Unetanneh Tokef (ונתנה תקף) (“Let us speak of the awesomeness”) is a piyyut, or Jewish liturgical poem, woven into the hours of prayer of Rosh Hashanah, the new year, and Yom Kippur, the day of atonement to follow. it is chanted just before the Kedushah, the prayer in which the angels sing of the holiness of God, and when the ark that holds the Torah, or sacred scroll, is opened. 

leonard cohen sung from it. in his glorious, goosebumping “who by fire?”** 

it’s a prayer poem in which we stare into the face of our ending, our death, and examine closely the sharp edges of that terrain we so often run from. while it hurls us into attention, a mortal attention that is the base of plenty of theologies (those teachings believe we heighten our game when we’re aware it will end), it doesn’t look only at the last steps, but, too, at the ones we might take as we march there. it’s in the unflinchingness of judaism –– the bracing, no-beating-around-the-bush, straight-on-ness of it –– that so often grabs me by the scruff of the neck and keeps me transfixed. 

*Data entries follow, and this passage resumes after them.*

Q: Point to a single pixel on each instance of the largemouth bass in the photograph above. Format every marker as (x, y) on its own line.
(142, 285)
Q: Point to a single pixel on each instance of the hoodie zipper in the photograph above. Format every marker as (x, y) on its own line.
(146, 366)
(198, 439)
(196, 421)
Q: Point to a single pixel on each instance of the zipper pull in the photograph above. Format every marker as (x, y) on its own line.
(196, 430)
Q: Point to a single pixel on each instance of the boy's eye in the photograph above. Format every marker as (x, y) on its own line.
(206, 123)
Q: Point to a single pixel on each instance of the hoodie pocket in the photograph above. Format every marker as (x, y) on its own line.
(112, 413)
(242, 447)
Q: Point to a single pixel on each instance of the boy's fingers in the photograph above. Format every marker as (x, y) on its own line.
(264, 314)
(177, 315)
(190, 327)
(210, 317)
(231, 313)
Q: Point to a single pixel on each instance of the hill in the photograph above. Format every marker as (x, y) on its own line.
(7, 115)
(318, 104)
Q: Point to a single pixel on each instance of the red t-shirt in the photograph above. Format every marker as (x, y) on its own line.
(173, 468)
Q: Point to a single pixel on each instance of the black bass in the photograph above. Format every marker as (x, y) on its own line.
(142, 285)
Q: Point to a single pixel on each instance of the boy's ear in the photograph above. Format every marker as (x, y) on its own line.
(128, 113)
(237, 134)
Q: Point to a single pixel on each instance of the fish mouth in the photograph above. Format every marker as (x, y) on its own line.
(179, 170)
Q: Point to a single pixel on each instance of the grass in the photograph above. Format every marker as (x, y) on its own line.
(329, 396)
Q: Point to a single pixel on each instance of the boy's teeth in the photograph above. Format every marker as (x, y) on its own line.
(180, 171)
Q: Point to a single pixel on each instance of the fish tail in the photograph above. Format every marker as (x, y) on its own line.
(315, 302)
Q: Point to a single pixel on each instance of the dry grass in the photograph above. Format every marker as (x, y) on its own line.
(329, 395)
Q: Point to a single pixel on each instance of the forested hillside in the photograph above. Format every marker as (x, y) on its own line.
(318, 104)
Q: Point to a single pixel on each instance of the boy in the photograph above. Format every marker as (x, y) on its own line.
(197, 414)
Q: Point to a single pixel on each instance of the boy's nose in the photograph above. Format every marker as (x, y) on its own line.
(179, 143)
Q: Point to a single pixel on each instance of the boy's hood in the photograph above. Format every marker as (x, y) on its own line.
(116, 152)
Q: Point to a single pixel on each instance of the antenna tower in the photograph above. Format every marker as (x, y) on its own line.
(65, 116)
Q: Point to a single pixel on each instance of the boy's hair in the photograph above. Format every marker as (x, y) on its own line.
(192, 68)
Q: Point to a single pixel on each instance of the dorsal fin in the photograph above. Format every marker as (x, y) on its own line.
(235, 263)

and certainly here, and in the hours and days ahead, when we will take public inventory of our sins, when we will stand before a body of water and along with those who stand beside us cast our sins (in the form of bread chunks) into the currents or tide. and when, in the silence of our own pews, we will once again ask these mortal questions. it is the second section of the four-part prayer-poem, the litany of not only death but life, that stirs me most profoundly. 

here are its words (with emphasis on the lines that emphasize living, not dying):

“On Rosh Hashanah will be inscribed and on Yom Kippur will be sealed – how many will pass from the earth and how many will be created; who will live and who will die; who will die after a long life and who before his time; who by water and who by fire, who by sword and who by beast, who by famine and who by thirst, who by upheaval and who by plague, who by strangling and who by stoning. Who will rest and who will wander, who will live in harmony and who will be harried, who will enjoy tranquility and who will suffer, who will be impoverished and who will be enriched, who will be degraded and who will be exalted. But Repentance, Prayer, and Charity mitigate the severity of the Decree.”

one of the prevailing pounding questions of this long hard summer has been my considerable wondering about what lies ahead for me, how many years to love on this world that i love so lavishly. it’s left me breathless, a true foggy night of the soul. and yet, as fall emerges, and the new year begins, so it’s time for me to turn (another command of the days of awe, teshuva, to turn in forgiveness, to repair what we’ve broken) to face the light of the days i won’t –– and can’t –– count. 

it’s a soul-scouring exercise, one that was flung upon me the moment i heard “it’s cancer,” and i’ve taken it to heart. spent more hours than anyone knows contemplating how i will live what remains of my portion. if i emerge living more alive than ever before, if i emerge wildly embracing each and every dawn and the day that follows, if i love as i would be loved, if i take to heart every last prompt to be gentle, to be kind, to forgive as i would be forgiven, then my prayers this year, my Unetennah Tokef, will be answered.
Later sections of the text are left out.